Proceskostenveroordeling
3.14
Gelet op de aard van de procedure, ziet het hof geen aanleiding om de vrouw te veroordelen in de proceskosten, zoals door de man verzocht. De kosten zullen op de gebruikelijke wijze worden gecompenseerd aldus dat iedere partij de eigen kosten draagt.
In de zaak met zaaknummer 200.224.321/02
3.15
De man heeft verzocht een voorlopige voorziening te treffen ten aanzien van de hoofdverblijfplaats van de kinderen, zoals beschreven in rechtsoverweging 1.5. Ter zitting in hoger beroep van 24 februari 2020 heeft de man aanvullend verzocht om voorlopig te bepalen dat de vrouw zal meewerken aan het inschrijven van [kind b] op een school in de omgeving van de woning van de man, bij gebreke waarvan het hof de man hiertoe vervangende toestemming zal verlenen.
De vrouw is van mening dat dit verzoek van de man dient te worden afgewezen.
3.16
Nu bij deze beschikking een einduitspraak in de hoofdzaak wordt gegeven en een voorziening op grond van artikel 223 Rv slechts kan gelden voor de duur van de procedure in hoger beroep, is daarmee het belang van de man bij een beslissing op zijn verzoek tot het treffen van een voorlopige voorziening komen te ontbreken.

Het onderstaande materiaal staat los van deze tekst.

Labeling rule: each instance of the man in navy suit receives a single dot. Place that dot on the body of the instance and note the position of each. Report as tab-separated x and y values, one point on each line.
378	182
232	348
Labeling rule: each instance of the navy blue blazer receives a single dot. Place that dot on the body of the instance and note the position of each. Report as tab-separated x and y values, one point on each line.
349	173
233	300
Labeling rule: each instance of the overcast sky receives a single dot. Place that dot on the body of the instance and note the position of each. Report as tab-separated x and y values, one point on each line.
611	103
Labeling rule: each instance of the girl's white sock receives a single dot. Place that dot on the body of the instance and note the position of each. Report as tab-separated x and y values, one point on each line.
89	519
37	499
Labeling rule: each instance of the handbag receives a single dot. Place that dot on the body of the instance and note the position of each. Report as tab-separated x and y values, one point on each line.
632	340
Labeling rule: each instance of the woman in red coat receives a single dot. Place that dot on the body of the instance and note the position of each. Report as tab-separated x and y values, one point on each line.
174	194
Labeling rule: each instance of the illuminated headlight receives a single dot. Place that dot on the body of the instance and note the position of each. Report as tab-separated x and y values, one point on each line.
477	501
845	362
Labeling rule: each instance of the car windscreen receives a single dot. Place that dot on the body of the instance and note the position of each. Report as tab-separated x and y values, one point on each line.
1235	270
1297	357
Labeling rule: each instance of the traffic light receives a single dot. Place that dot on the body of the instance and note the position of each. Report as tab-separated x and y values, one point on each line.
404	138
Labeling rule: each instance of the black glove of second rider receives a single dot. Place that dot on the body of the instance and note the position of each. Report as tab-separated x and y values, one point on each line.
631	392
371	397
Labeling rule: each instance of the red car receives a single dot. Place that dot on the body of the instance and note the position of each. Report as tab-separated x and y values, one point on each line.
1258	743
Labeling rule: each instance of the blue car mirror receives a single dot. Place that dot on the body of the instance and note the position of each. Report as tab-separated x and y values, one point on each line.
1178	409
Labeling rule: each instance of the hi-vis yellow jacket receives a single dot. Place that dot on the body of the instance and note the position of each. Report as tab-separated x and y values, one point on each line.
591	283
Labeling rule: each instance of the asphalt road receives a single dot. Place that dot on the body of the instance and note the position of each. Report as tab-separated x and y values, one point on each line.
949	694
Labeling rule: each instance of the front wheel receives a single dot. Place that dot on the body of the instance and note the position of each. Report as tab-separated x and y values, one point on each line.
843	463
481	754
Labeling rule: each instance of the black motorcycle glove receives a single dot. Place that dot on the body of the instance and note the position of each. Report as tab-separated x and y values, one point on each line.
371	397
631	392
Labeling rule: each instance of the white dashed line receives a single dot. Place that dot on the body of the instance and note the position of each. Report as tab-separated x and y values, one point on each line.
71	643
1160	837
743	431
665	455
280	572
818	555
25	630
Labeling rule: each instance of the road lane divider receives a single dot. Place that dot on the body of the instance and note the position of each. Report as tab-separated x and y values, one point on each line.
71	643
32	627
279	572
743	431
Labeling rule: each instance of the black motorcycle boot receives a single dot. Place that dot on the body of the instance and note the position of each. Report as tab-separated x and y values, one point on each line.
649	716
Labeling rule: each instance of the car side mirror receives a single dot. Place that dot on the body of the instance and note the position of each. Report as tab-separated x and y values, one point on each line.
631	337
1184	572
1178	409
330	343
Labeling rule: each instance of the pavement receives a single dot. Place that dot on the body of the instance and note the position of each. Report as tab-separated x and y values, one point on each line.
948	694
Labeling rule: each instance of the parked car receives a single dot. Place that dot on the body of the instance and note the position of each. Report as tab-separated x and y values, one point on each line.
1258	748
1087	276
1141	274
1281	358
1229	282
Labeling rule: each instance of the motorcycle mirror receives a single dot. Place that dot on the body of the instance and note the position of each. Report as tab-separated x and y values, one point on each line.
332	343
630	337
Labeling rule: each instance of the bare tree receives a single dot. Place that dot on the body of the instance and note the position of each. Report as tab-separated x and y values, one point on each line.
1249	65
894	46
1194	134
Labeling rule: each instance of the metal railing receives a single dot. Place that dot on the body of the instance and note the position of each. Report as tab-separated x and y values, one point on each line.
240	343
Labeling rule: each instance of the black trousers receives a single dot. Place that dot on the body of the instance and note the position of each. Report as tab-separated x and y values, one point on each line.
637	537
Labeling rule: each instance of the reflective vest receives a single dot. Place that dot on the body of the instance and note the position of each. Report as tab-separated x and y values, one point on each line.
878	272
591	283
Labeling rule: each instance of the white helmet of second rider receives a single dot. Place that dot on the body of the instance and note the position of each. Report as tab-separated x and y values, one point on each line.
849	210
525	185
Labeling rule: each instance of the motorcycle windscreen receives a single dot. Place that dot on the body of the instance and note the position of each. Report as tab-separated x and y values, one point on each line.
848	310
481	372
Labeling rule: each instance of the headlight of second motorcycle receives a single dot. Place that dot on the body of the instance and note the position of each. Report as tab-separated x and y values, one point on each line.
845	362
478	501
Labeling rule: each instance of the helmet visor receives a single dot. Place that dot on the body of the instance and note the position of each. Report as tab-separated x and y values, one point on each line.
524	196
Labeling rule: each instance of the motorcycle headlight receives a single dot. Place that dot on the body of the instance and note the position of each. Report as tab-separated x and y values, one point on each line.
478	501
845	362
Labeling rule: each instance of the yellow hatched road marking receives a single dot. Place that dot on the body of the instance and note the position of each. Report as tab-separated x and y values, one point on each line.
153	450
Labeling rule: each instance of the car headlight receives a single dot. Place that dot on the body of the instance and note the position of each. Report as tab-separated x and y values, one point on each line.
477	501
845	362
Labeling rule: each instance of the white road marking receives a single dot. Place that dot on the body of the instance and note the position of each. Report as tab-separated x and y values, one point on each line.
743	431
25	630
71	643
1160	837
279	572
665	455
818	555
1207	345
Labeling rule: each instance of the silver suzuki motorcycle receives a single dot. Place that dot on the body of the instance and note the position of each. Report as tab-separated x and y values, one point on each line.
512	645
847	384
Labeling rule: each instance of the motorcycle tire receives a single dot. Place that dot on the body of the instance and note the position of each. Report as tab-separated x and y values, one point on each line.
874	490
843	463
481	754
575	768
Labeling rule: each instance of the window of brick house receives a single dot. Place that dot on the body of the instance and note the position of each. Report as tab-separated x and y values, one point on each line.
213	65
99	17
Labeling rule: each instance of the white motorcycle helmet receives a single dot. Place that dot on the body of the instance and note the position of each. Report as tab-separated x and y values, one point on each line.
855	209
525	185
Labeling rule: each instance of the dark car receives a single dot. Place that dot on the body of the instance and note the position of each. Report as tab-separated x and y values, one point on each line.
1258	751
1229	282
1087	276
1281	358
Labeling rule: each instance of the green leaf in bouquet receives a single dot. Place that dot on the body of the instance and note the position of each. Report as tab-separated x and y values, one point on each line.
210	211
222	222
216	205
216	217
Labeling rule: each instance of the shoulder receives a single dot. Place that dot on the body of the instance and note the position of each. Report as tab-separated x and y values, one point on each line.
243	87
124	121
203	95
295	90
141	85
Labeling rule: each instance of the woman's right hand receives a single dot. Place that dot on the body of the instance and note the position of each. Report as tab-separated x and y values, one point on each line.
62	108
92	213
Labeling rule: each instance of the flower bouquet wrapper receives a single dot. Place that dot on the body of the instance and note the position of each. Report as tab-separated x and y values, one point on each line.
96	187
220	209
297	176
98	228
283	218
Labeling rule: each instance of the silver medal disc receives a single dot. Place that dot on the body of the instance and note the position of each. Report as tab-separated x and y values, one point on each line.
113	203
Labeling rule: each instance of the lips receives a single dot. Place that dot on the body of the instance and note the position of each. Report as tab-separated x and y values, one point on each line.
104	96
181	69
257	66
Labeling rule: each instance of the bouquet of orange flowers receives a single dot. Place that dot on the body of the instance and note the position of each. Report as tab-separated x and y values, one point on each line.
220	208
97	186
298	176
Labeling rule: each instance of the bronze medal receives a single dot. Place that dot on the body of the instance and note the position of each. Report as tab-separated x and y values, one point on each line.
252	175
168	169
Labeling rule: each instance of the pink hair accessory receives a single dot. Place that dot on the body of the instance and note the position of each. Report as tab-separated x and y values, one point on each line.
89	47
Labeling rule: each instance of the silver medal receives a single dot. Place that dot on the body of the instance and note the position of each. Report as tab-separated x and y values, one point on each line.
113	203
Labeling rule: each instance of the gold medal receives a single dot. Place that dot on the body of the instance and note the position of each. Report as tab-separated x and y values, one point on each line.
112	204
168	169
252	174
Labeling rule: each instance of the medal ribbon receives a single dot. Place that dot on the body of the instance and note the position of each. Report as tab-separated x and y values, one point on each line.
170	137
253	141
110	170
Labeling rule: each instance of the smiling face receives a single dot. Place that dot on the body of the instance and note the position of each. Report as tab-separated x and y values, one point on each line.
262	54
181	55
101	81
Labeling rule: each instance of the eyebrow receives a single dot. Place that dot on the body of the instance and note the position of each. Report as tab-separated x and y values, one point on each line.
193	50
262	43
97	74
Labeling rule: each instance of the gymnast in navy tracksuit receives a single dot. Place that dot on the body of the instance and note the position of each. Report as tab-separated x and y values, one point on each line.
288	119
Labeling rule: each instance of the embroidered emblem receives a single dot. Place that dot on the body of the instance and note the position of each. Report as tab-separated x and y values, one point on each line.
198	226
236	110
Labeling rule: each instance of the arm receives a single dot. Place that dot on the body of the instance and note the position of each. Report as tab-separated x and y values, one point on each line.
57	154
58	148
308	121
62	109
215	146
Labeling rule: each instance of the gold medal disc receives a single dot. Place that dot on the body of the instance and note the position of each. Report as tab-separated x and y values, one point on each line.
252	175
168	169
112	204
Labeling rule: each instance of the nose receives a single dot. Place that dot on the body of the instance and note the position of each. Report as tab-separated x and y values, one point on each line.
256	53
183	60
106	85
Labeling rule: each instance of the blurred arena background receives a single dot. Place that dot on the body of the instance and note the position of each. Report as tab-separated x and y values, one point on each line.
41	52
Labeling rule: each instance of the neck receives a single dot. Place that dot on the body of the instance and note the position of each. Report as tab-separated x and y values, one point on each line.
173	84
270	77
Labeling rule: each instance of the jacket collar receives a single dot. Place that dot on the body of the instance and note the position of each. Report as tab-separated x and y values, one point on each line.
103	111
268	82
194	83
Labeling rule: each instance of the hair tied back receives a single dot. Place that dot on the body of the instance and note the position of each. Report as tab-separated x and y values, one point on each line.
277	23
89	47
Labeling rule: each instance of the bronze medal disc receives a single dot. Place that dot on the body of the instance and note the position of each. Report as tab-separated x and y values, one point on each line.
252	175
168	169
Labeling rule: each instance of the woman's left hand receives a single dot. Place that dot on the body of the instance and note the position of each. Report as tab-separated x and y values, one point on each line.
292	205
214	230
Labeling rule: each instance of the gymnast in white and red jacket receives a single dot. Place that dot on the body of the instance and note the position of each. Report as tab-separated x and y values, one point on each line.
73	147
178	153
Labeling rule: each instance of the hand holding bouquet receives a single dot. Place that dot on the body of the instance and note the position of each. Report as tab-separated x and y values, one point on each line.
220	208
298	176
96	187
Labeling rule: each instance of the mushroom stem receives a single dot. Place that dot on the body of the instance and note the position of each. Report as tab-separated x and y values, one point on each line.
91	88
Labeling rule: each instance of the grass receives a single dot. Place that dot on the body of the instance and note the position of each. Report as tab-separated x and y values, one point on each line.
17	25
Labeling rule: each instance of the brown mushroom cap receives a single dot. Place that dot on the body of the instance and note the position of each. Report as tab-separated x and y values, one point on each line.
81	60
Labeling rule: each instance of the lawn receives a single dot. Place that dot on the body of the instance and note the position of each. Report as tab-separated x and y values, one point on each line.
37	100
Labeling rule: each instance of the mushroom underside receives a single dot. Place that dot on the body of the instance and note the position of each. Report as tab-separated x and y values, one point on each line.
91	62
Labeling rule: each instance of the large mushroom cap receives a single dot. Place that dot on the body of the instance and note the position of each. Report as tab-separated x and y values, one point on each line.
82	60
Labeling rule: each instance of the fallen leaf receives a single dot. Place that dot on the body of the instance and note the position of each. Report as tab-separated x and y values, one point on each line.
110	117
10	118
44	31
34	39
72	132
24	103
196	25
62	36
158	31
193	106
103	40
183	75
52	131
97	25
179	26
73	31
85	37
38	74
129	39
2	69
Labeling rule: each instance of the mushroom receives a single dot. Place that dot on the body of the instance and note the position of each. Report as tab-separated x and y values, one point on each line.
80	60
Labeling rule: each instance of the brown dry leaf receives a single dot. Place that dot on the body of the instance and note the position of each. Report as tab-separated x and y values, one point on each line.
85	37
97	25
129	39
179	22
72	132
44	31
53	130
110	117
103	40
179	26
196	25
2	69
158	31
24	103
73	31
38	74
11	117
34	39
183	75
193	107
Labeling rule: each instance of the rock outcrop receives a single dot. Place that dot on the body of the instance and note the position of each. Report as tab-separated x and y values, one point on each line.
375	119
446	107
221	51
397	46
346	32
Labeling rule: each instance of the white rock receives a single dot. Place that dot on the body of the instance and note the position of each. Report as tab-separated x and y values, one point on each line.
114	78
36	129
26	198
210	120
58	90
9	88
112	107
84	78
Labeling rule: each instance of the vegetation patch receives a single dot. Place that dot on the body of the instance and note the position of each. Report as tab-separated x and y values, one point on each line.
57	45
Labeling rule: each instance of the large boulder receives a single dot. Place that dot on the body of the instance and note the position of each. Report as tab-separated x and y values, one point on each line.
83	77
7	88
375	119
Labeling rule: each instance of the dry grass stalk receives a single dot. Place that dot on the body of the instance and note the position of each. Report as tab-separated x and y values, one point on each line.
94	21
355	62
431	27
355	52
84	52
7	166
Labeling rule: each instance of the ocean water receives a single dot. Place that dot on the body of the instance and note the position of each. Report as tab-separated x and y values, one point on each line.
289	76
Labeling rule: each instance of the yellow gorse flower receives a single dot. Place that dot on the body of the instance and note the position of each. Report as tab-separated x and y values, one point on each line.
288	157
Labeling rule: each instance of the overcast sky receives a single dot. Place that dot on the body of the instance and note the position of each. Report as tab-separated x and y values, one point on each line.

Het hof zal dit verzoek derhalve afwijzen.
3.17
Dit leidt tot de volgende beslissing.

4.Beslissing

Het hof:
in de zaak met zaaknummer 200.224.321/01:
vernietigt de beschikking waarvan beroep, voor zover aan het oordeel van het hof onderworpen, en in zoverre opnieuw beschikkende;
bepaalt dat de kinderen met ingang van heden hun hoofdverblijfplaats bij de man hebben;
verklaart deze beschikking tot zover uitvoerbaar bij voorraad;
wijst af het inleidende verzoek van de vrouw tot het vaststellen van een door de man aan haar te betalen bijdrage in de kosten van verzorging en opvoeding van de kinderen, met dien verstande dat, voor zover de man over de periode vanaf 1 november 2016 tot 31 december 2018 meer heeft betaald en/of op hem is verhaald, de bijdrage in de kosten van verzorging en opvoeding van de kinderen tot 31 december 2018 wordt bepaald op hetgeen door de man is betaald en/of op hem is verhaald;
compenseert de kosten van het hoger beroep in die zin dat iedere partij de eigen kosten draagt;
wijst af het in hoger beroep meer of anders verzochte, voor zover daarop in hoger beroep niet eerder is beslist;
in de zaak met zaaknummer 200.224.321/02:
wijst het verzoek tot het treffen van een voorlopige voorziening af.
Deze beschikking is gegeven door mr. A.V.T. de Bie, mr. J.F Miedema en mr. M. Fiege, in tegenwoordigheid van de griffier, en is op 31 maart 2020 in het openbaar uitgesproken door de voorzitter.